But in your hearts revere Christ as Lord. Always be prepared to give an answer to everyone who asks you to give the reason for the hope that you have. But do this with gentleness and respect.
– 1 Peter 3:15
As I read and hear much of what is being produced in the current “faith and work movement,” one of the emerging themes revolves around the idea that the workplace is a mission field. At work we have the opportunity to share the Gospel through what we say as well as what we do:
- “Workplace ministry will be one of the core future innovations in church ministry.” – George Barna
- “God has begun an evangelism movement in the workplace that has the potential to transform our society as we know it.” – Franklin Graham
- “God is marshalling his people in the workplace as never before in history. God is up to something. The next spiritual awakening could take place in the marketplace.” – Henry Blackaby
I certainly believe this is true, and we should always be prepared to give an answer to our co-workers who ask us the reason for the hope that is within us.
But we need to make sure this is not the sole reason for our work.
My concern is that this emphasis on evangelism in the workplace will overshadow the truth that your work has intrinsic value to God in and of itself.
In the opening chapters of Genesis we read, “The Lord God took the man and put him in the Garden of Eden to work it and take care of it” (Genesis 2:15). In Genesis 1:28 God gives Adam and Eve their job description, what is known as the cultural mandate.

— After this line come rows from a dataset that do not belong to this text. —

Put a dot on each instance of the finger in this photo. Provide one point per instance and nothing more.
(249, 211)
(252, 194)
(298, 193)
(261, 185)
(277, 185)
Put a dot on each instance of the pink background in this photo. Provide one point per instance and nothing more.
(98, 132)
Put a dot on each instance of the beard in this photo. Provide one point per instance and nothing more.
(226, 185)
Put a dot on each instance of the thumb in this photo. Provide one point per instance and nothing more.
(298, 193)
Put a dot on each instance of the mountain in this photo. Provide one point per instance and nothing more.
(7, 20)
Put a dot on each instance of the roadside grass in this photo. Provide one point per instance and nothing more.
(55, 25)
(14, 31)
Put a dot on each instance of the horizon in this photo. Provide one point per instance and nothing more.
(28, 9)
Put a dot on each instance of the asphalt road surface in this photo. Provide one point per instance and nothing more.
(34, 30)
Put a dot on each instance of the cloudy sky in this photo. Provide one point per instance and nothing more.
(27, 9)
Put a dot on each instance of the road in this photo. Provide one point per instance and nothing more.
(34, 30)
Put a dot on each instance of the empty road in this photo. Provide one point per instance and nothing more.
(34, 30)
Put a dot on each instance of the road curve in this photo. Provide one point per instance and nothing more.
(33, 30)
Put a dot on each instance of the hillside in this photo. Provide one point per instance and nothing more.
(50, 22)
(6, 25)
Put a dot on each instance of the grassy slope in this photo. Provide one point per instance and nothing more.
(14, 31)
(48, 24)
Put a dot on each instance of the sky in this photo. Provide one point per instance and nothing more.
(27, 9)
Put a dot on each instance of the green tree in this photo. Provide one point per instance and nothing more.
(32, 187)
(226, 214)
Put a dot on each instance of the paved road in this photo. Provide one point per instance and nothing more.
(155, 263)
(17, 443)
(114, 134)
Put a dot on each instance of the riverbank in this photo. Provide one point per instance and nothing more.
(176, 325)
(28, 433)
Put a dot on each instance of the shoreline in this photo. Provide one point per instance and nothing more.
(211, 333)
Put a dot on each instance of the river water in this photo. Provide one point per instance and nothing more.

This cultural mandate also calls all Christians to partner with God in his work. From the beginning, God is prepared to entrust the Garden to humankind. He is prepared for us to become his co-workers.
Our stewardship role is a call for man to work with and for God. The significance of our work is directly related to its connection with God’s work.
Nancy Pearcey expands on this idea of the cultural mandate when she writes in her book, Total Truth:
The lesson of the Cultural Mandate is that our sense of fulfillment depends on engaging in creative, constructive work. The ideal human existence is not eternal leisure or an endless vacation – or even a monastic retreat into prayer and meditation – but creative effort expended for the glory of God and the benefit of others.
Her words are pertinent to this discussion of work and evangelism:
Our calling is not just to “go to heaven” but also to cultivate the earth, not just to “save souls” but also to serve God through our work. For God himself is engaged not only in the work of salvation but also in the work of preserving and developing His creation. When we obey the Cultural Mandate, we participate in the work of God himself.
Work was instituted before the Fall, before the need for evangelism. There is intrinsic value to our work. It is what we do to bring about biblical flourishing, to give others a glimpse of the way things were and are supposed to be.
I agree with John Stott’s excellent definition of work: “Work is an expenditure of energy in service which brings fulfillment to the worker, benefit to the community, and glory to God.”
Should we be doing evangelism in the workplace? Of course. But we should not forget the main reason we are called to work.